Hi for some reason sometimes i get weird screen flickering and i don't know whats causing it. I did try a lot of results from the internet but nothing seems to work.
And the problem is, after some time flickering just disappears and everything works as intended. 

Video:








						Strange flickering obs 25
					






					youtu.be
				




I think this is correct log:





						Hastebin: Send and Save Text or Code Snippets for Free | Toptal®
					

Hastebin is a free web-based pastebin service for storing and sharing text and code snippets with anyone.
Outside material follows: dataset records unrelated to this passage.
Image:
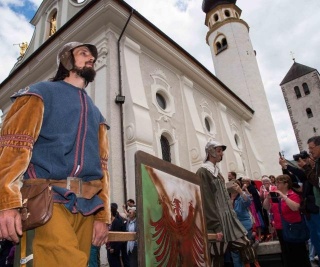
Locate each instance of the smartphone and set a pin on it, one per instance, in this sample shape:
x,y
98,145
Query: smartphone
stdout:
x,y
274,197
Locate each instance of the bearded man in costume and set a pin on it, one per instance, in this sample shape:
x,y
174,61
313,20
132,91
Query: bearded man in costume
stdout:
x,y
220,216
54,133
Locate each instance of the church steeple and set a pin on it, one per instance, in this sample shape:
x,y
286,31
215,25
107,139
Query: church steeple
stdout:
x,y
208,5
236,66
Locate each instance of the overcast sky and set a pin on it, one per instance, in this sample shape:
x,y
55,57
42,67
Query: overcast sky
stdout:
x,y
277,27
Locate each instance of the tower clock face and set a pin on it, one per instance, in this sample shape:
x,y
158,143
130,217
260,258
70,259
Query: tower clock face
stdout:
x,y
78,1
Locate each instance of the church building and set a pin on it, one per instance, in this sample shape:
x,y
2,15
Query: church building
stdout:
x,y
301,88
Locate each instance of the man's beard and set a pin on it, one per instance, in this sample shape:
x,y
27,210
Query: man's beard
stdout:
x,y
87,73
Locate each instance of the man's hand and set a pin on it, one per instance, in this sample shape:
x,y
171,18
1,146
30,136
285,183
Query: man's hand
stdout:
x,y
302,162
283,162
219,236
10,225
100,233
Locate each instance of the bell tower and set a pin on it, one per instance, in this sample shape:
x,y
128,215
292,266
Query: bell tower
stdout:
x,y
236,66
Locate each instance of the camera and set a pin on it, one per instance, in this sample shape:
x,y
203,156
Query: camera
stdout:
x,y
303,155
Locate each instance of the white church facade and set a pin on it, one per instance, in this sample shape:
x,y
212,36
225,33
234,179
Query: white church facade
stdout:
x,y
155,96
300,88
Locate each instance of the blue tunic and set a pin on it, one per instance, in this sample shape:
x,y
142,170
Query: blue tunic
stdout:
x,y
68,143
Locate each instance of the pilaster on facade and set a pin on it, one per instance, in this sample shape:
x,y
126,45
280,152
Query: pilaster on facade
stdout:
x,y
233,154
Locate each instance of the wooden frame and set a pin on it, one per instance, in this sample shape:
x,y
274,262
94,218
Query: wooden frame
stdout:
x,y
171,225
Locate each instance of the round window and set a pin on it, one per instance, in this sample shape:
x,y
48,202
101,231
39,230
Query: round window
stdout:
x,y
161,101
207,123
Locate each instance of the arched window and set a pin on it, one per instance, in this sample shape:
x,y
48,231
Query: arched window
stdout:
x,y
297,91
165,147
161,101
309,113
53,24
224,43
306,89
218,45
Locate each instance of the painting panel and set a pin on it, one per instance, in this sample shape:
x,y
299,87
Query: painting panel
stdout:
x,y
171,226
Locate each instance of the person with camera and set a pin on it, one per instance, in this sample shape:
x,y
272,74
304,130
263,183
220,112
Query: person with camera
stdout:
x,y
311,167
295,252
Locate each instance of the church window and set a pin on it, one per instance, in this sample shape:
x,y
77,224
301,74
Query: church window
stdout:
x,y
53,24
218,44
297,91
224,43
161,101
207,123
309,113
221,43
306,89
165,147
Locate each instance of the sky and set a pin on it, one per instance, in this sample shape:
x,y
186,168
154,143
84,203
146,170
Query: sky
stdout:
x,y
278,29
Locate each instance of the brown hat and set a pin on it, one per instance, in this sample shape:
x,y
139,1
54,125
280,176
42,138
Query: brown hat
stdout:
x,y
65,57
214,144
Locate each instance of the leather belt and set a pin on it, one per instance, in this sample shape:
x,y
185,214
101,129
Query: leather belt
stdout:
x,y
76,185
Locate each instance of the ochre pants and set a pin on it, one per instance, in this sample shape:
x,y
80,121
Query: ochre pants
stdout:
x,y
63,241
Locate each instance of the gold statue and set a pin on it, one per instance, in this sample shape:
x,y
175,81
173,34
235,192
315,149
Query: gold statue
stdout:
x,y
53,24
23,48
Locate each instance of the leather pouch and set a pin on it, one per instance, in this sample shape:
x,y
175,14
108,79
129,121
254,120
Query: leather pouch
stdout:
x,y
37,203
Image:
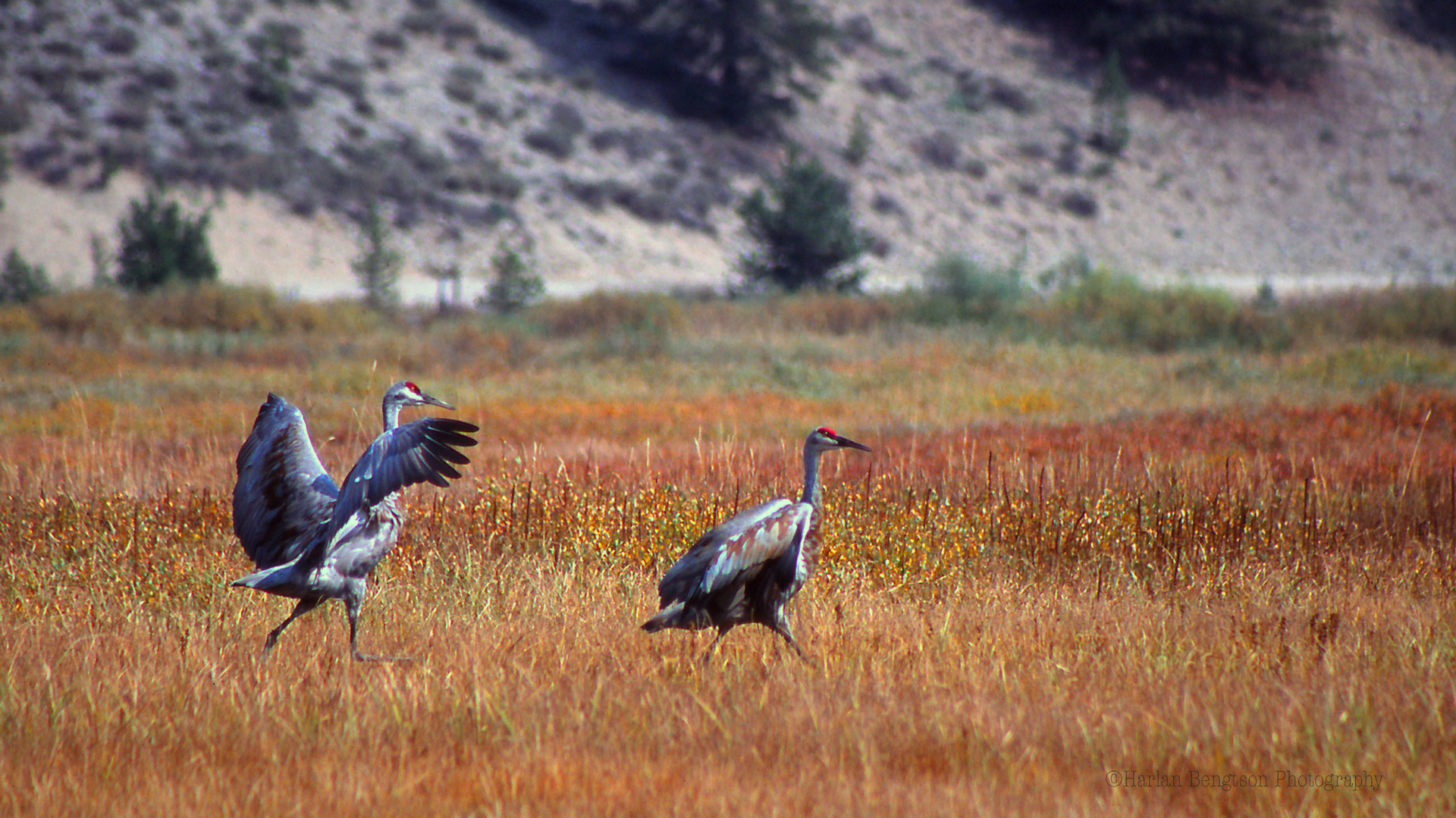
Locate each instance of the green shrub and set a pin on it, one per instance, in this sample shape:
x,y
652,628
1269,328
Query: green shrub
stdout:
x,y
856,150
1110,124
22,281
161,245
959,289
1209,39
514,284
99,315
804,226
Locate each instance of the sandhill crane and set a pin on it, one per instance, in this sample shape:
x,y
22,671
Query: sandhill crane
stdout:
x,y
313,541
750,566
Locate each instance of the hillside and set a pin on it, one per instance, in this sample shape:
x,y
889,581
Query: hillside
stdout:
x,y
473,123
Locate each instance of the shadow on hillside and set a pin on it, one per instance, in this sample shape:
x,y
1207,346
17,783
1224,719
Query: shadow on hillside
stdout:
x,y
595,42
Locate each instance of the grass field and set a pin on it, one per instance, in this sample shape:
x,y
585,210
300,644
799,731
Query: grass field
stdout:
x,y
1062,574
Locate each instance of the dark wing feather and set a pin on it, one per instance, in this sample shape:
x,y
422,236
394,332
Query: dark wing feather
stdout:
x,y
400,457
283,494
740,546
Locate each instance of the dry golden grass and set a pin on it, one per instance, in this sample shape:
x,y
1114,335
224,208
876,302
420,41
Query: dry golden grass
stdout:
x,y
1012,612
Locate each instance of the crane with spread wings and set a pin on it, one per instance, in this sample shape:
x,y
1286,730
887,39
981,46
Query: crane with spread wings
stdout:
x,y
313,541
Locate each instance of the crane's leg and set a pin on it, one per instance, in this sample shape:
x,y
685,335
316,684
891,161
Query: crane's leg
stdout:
x,y
305,606
351,604
781,626
723,631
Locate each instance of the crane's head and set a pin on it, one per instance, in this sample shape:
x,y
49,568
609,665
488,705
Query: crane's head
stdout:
x,y
405,393
824,438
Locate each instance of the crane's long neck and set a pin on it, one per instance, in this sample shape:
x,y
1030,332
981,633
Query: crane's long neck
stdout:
x,y
811,488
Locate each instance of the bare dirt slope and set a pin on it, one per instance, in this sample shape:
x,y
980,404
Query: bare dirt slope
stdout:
x,y
472,126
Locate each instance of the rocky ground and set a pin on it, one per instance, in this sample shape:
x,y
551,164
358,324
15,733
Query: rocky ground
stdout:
x,y
472,123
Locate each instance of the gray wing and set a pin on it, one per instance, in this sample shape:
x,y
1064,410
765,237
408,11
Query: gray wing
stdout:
x,y
414,453
283,495
739,546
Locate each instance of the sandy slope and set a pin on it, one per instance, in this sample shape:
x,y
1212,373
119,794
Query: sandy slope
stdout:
x,y
1354,183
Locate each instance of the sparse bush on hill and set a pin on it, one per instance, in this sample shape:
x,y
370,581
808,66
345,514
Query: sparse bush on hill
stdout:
x,y
960,289
739,60
270,73
514,286
1207,41
802,221
1110,124
161,245
379,264
1104,308
22,281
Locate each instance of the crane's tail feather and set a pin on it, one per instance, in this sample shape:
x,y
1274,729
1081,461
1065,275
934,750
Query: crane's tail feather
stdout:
x,y
679,615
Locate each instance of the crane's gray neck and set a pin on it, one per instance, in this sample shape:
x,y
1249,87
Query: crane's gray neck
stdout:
x,y
811,490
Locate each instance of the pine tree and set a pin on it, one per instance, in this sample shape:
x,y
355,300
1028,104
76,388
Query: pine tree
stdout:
x,y
804,224
378,265
161,245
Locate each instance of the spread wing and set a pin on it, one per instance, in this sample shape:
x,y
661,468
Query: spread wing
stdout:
x,y
743,545
283,494
400,457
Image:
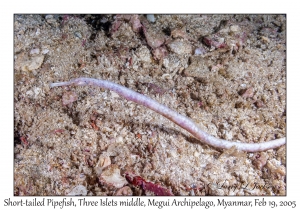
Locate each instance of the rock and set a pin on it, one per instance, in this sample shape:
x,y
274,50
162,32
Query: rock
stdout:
x,y
25,63
180,47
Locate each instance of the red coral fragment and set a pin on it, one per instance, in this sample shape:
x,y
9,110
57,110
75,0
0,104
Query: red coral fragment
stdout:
x,y
149,186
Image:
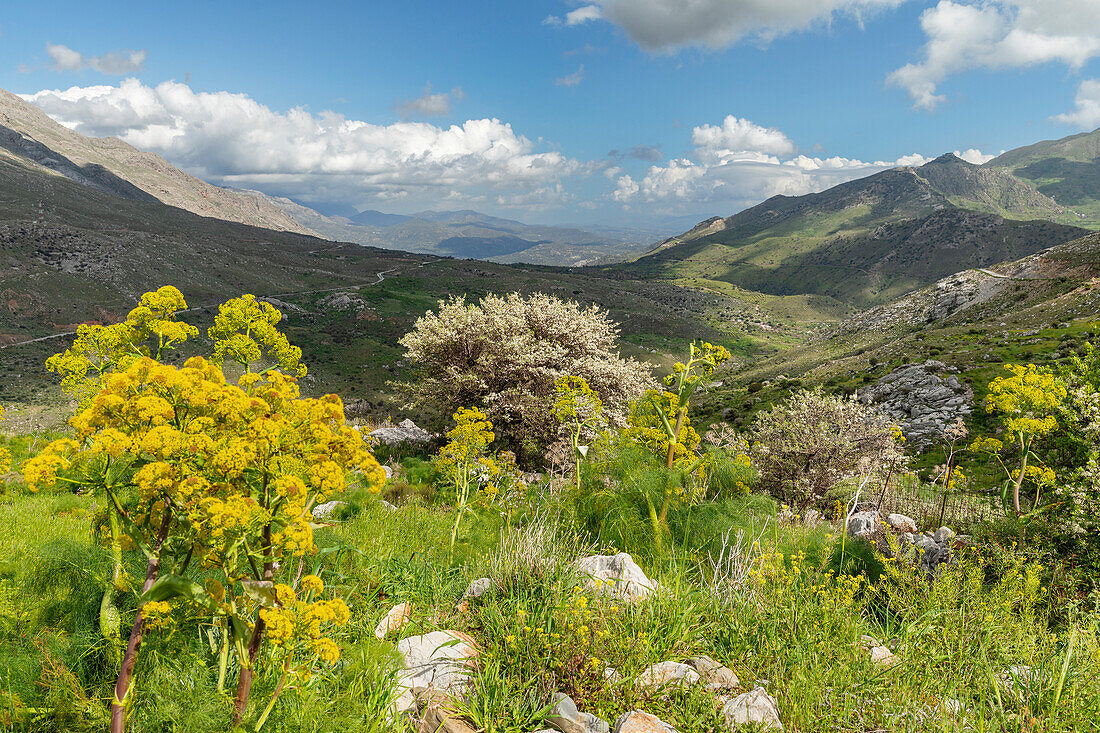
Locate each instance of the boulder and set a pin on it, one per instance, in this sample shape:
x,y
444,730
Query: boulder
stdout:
x,y
394,620
439,662
714,675
439,715
637,721
617,576
667,675
404,431
754,707
565,718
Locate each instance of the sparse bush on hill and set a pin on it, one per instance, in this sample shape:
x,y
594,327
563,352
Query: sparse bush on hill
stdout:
x,y
806,445
504,354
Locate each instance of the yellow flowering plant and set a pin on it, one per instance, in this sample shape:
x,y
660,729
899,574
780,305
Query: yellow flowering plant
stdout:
x,y
99,350
244,330
1027,402
465,461
205,472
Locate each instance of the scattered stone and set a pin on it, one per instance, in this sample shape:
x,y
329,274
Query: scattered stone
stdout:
x,y
439,715
327,510
565,718
616,575
882,655
667,674
404,431
902,523
716,676
439,662
394,620
755,707
479,588
864,524
637,721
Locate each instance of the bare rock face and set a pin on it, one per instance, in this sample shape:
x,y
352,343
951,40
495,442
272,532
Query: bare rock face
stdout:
x,y
924,400
637,721
616,575
755,707
564,717
437,663
404,431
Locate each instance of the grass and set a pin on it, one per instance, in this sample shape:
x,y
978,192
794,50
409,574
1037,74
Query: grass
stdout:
x,y
763,597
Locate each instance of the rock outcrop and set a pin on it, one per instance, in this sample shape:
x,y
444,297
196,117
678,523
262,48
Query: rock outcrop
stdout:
x,y
924,400
615,575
Get started now.



					hastebin.com


----------



## Tuna (Jul 6, 2020)

https://obsproject.com/forum/threads/screen-tearing-on-nvidia-proprietary-drivers.53107/#post-233614


----------



## wmbuRn (Jul 6, 2020)

Tuna said:


> https://obsproject.com/forum/threads/screen-tearing-on-nvidia-proprietary-drivers.53107/#post-233614


It's disabled by default. I mean i disabled it when i installed Manjaro, which is about a year now (i think) so that didn't fix the problem.

Also i tried with "Force Full Composition Pipeline" and that didn't change anything. 

On a side note i think when i run "nVidia X Server Settings" that obs work ok. This i will investigate.


----------



## wmbuRn (Jul 7, 2020)

Still happening
Current log: https://obsproject.com/logs/OSIFzZpkmA8nwhSa
Video: https://youtu.be/4mNm8RDaINY

Audio is also doubled but i will investigate that


----------



## JimBeanos (Jul 21, 2020)

wmbuRn said:


> Still happening
> Current log: https://obsproject.com/logs/OSIFzZpkmA8nwhSa
> Video: https://youtu.be/4mNm8RDaINY
> 
> Audio is also doubled but i will investigate that


would it be Notifications ( are your notifications disabled ) if they are i dunno


----------